I have written the following code to tokenize the input paragraph that comes from the file samp.txt. Can anybody help me out to find and print the number of sentences, words
Try it this way (this program assumes that you are working with one text file in the directory specified by dirpath
):
import nltk
folder = nltk.data.find(dirpath)
corpusReader = nltk.corpus.PlaintextCorpusReader(folder, '.*\.txt')
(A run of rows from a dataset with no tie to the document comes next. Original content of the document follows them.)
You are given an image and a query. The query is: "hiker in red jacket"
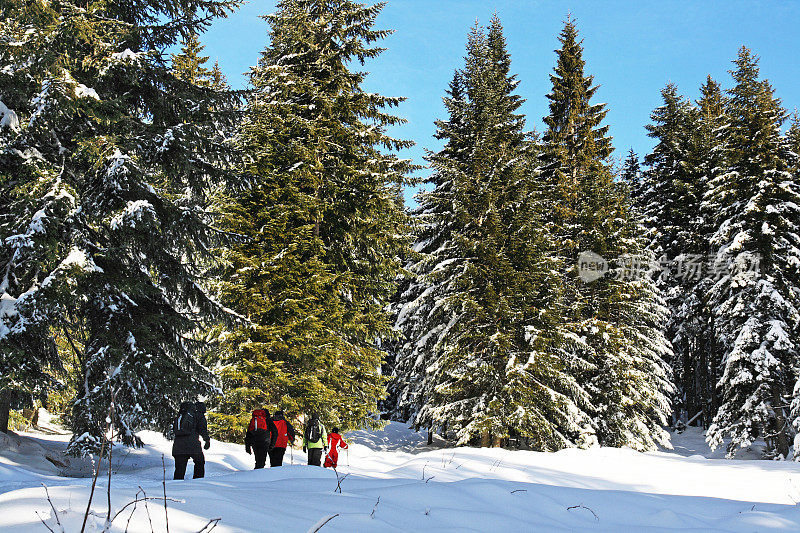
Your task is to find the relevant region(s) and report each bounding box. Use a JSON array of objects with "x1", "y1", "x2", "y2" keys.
[
  {"x1": 269, "y1": 411, "x2": 294, "y2": 467},
  {"x1": 244, "y1": 409, "x2": 278, "y2": 469},
  {"x1": 325, "y1": 428, "x2": 347, "y2": 468}
]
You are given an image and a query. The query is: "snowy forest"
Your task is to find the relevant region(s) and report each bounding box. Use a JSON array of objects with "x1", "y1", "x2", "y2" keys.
[{"x1": 0, "y1": 0, "x2": 800, "y2": 462}]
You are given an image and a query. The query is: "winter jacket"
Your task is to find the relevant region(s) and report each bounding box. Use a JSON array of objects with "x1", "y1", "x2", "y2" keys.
[
  {"x1": 328, "y1": 433, "x2": 347, "y2": 450},
  {"x1": 303, "y1": 418, "x2": 328, "y2": 448},
  {"x1": 244, "y1": 409, "x2": 278, "y2": 450},
  {"x1": 272, "y1": 411, "x2": 294, "y2": 448},
  {"x1": 194, "y1": 402, "x2": 211, "y2": 442},
  {"x1": 172, "y1": 402, "x2": 203, "y2": 457}
]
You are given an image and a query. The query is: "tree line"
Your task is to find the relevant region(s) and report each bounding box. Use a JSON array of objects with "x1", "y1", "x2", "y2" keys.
[{"x1": 0, "y1": 0, "x2": 800, "y2": 456}]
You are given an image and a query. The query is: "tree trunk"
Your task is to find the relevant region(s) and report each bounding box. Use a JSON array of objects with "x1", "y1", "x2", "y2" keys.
[
  {"x1": 772, "y1": 392, "x2": 789, "y2": 459},
  {"x1": 0, "y1": 389, "x2": 11, "y2": 433}
]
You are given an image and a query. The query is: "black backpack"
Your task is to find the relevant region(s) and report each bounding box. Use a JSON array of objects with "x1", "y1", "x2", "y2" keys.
[
  {"x1": 173, "y1": 402, "x2": 197, "y2": 437},
  {"x1": 308, "y1": 420, "x2": 322, "y2": 442}
]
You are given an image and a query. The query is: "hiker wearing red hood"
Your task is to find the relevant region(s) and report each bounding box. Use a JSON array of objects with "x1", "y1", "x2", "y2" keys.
[
  {"x1": 244, "y1": 409, "x2": 278, "y2": 469},
  {"x1": 324, "y1": 428, "x2": 347, "y2": 468}
]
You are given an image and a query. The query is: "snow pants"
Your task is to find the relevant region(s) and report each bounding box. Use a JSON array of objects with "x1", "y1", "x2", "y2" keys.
[
  {"x1": 173, "y1": 452, "x2": 206, "y2": 479},
  {"x1": 308, "y1": 448, "x2": 322, "y2": 466},
  {"x1": 253, "y1": 442, "x2": 269, "y2": 469},
  {"x1": 269, "y1": 446, "x2": 286, "y2": 467}
]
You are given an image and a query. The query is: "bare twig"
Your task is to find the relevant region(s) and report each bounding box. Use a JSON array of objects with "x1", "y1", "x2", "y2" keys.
[
  {"x1": 81, "y1": 439, "x2": 106, "y2": 533},
  {"x1": 125, "y1": 487, "x2": 147, "y2": 533},
  {"x1": 106, "y1": 492, "x2": 184, "y2": 529},
  {"x1": 333, "y1": 468, "x2": 350, "y2": 494},
  {"x1": 307, "y1": 513, "x2": 339, "y2": 533},
  {"x1": 567, "y1": 503, "x2": 600, "y2": 522},
  {"x1": 139, "y1": 485, "x2": 153, "y2": 533},
  {"x1": 161, "y1": 453, "x2": 169, "y2": 533},
  {"x1": 197, "y1": 518, "x2": 222, "y2": 533},
  {"x1": 35, "y1": 511, "x2": 56, "y2": 533},
  {"x1": 369, "y1": 496, "x2": 381, "y2": 518},
  {"x1": 36, "y1": 483, "x2": 64, "y2": 533},
  {"x1": 106, "y1": 390, "x2": 117, "y2": 523},
  {"x1": 81, "y1": 390, "x2": 117, "y2": 533}
]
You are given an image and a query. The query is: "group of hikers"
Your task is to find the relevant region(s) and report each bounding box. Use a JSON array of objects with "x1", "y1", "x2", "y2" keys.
[{"x1": 172, "y1": 402, "x2": 348, "y2": 479}]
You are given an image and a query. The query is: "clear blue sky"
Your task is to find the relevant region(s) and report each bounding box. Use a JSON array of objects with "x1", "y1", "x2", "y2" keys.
[{"x1": 201, "y1": 0, "x2": 800, "y2": 201}]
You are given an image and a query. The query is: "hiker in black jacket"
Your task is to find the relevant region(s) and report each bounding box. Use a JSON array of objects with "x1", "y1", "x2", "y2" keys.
[
  {"x1": 172, "y1": 402, "x2": 211, "y2": 479},
  {"x1": 244, "y1": 409, "x2": 278, "y2": 469},
  {"x1": 269, "y1": 411, "x2": 294, "y2": 467}
]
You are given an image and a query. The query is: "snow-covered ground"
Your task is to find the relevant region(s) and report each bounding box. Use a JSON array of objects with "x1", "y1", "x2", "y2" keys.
[{"x1": 0, "y1": 423, "x2": 800, "y2": 533}]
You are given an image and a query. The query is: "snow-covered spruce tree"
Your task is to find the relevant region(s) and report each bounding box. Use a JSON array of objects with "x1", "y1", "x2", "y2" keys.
[
  {"x1": 619, "y1": 148, "x2": 642, "y2": 200},
  {"x1": 0, "y1": 0, "x2": 238, "y2": 453},
  {"x1": 0, "y1": 2, "x2": 66, "y2": 432},
  {"x1": 687, "y1": 76, "x2": 728, "y2": 428},
  {"x1": 541, "y1": 20, "x2": 671, "y2": 449},
  {"x1": 640, "y1": 83, "x2": 707, "y2": 422},
  {"x1": 389, "y1": 71, "x2": 468, "y2": 427},
  {"x1": 398, "y1": 17, "x2": 589, "y2": 449},
  {"x1": 707, "y1": 47, "x2": 800, "y2": 457},
  {"x1": 209, "y1": 0, "x2": 412, "y2": 431}
]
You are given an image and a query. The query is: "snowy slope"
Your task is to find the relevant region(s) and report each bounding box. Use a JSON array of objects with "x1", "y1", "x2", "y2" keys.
[{"x1": 0, "y1": 423, "x2": 800, "y2": 532}]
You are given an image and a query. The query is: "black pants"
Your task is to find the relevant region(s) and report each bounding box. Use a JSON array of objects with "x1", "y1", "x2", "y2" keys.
[
  {"x1": 269, "y1": 446, "x2": 286, "y2": 466},
  {"x1": 253, "y1": 442, "x2": 269, "y2": 468},
  {"x1": 308, "y1": 448, "x2": 322, "y2": 466},
  {"x1": 173, "y1": 452, "x2": 206, "y2": 479}
]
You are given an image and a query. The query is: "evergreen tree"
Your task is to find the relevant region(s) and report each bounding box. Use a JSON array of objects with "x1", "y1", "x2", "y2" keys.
[
  {"x1": 542, "y1": 20, "x2": 671, "y2": 449},
  {"x1": 687, "y1": 76, "x2": 728, "y2": 428},
  {"x1": 642, "y1": 83, "x2": 707, "y2": 422},
  {"x1": 216, "y1": 0, "x2": 413, "y2": 433},
  {"x1": 619, "y1": 148, "x2": 642, "y2": 200},
  {"x1": 0, "y1": 0, "x2": 238, "y2": 453},
  {"x1": 708, "y1": 47, "x2": 800, "y2": 457}
]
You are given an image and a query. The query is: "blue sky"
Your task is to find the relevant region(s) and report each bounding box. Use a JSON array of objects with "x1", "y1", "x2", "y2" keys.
[{"x1": 201, "y1": 0, "x2": 800, "y2": 200}]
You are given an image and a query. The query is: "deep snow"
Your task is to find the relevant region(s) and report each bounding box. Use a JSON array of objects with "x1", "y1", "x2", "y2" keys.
[{"x1": 0, "y1": 423, "x2": 800, "y2": 532}]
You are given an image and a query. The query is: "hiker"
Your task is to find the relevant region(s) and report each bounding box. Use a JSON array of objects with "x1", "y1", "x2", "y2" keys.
[
  {"x1": 325, "y1": 428, "x2": 348, "y2": 470},
  {"x1": 172, "y1": 402, "x2": 211, "y2": 479},
  {"x1": 244, "y1": 409, "x2": 278, "y2": 470},
  {"x1": 269, "y1": 411, "x2": 294, "y2": 467},
  {"x1": 303, "y1": 413, "x2": 328, "y2": 466}
]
print "The number of sentences =", len(corpusReader.sents())
print "The number of patagraphs =", len(corpusReader.paras())
print "The number of words =", len([word for sentence in corpusReader.sents() for word in sentence])
print "The number of characters =", len([char for sentence in corpusReader.sents() for word in sentence for char in word])
Hope this helps
For words and sentences you will probably need to clearly state your definition of a sentence and a word and program for that.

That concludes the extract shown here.